Arriving in England in February, they were stationed at Chatham to recruit and retrain. The regiment sailed to Cork in September, and after a brief period in Ireland was deemed to have attained "so perfect a state of discipline and efficiency" that it was considered fit for overseas service once more, and despatched to Barbados. It was sent to St. Domingo, and remained there through 1797. On the death of General Walsh, the colonelcy had passed to Major-General Samuel Hulse on 7 March 1795; he did not retain it long, and it was conferred on Major-General Chapple Norton on 24 January 1797. After a period stationed in Jamaica, the regiment returned to England at the end of 1798, again to recruit and rebuild its strength.
In 1799 the regiment was part of the force sent to the Netherlands in the ill-fated Helder Campaign, arriving in Holland in September in time for the Battle of Schoorl-Oudkarspel on the 19th, where it suffered sixty-three officers and men killed or wounded, plus another fifty-nine missing. It fought at Bergen and Egmont-op-Zee on 2 October, before withdrawing from the Netherlands on 18 November.
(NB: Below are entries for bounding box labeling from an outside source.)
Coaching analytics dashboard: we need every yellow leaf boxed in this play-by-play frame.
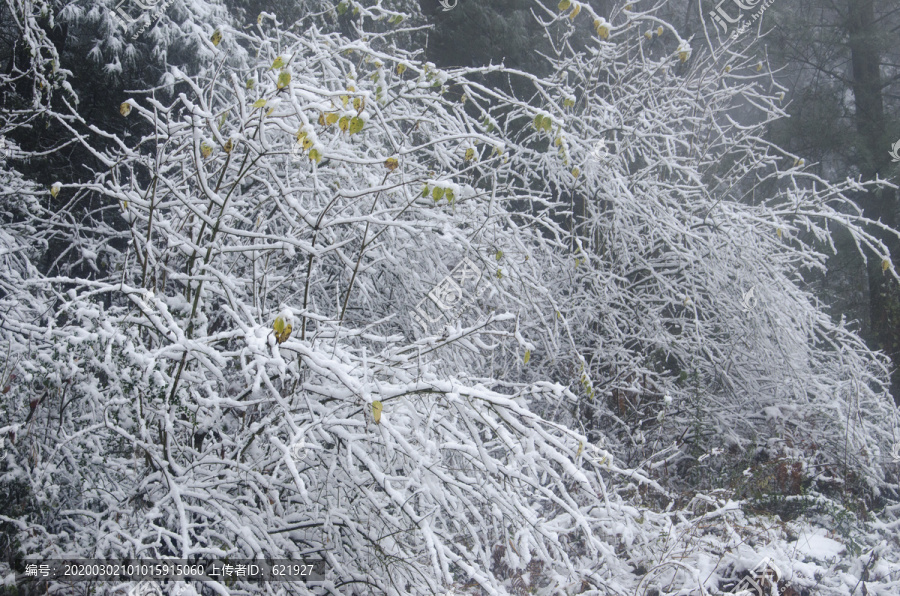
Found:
[273,317,293,344]
[347,116,364,134]
[594,19,609,39]
[372,399,384,424]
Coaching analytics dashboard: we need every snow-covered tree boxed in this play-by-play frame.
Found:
[0,0,896,594]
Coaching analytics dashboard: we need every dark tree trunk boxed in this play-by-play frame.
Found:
[847,0,900,403]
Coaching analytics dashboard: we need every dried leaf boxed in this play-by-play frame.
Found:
[372,400,384,424]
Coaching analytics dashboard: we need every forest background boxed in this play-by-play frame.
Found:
[0,0,900,596]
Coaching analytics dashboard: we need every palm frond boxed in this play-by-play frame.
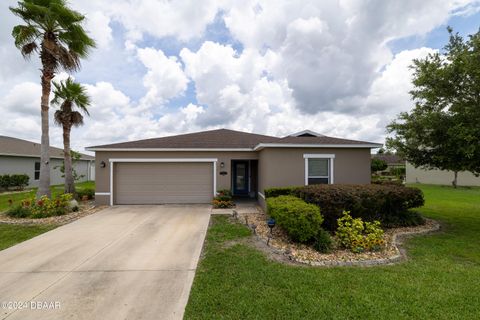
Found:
[70,111,83,127]
[12,25,41,49]
[51,77,91,127]
[20,42,38,58]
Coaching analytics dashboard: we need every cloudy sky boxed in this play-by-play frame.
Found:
[0,0,480,154]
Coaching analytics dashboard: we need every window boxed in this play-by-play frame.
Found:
[303,154,335,185]
[33,162,40,180]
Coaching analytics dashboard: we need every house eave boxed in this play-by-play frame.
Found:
[0,153,95,161]
[253,143,383,151]
[85,147,254,152]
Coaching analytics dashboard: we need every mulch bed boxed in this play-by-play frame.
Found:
[0,201,105,226]
[234,208,440,266]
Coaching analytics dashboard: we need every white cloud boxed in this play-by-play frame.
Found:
[0,0,479,154]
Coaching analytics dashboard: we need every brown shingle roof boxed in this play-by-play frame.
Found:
[0,136,95,160]
[88,129,378,150]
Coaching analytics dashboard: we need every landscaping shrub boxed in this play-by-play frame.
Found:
[30,193,72,219]
[212,189,235,209]
[267,196,323,243]
[294,184,424,230]
[265,187,299,198]
[335,211,385,253]
[0,174,30,190]
[76,188,95,200]
[313,228,333,253]
[6,205,31,218]
[7,193,72,219]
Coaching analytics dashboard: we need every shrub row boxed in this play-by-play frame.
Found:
[267,196,323,243]
[265,184,424,230]
[295,184,424,230]
[7,193,75,219]
[0,174,30,190]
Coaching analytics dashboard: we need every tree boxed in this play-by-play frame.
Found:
[387,28,480,187]
[52,78,90,194]
[10,0,95,197]
[370,158,388,172]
During 1800 the regiment was stationed in Ireland, and increased its establishment by a further two companies of a hundred men each. The new recruits, since returning from the West Indies in 1799, had been enlisted for service only within Europe; on hearing the announcement of the major victories in the Egyptian campaign in 1801, they promptly offered their services for general service throughout the world. This offer was, however, quickly followed by the Peace of Amiens in 1802, and the regiment remained in Ireland.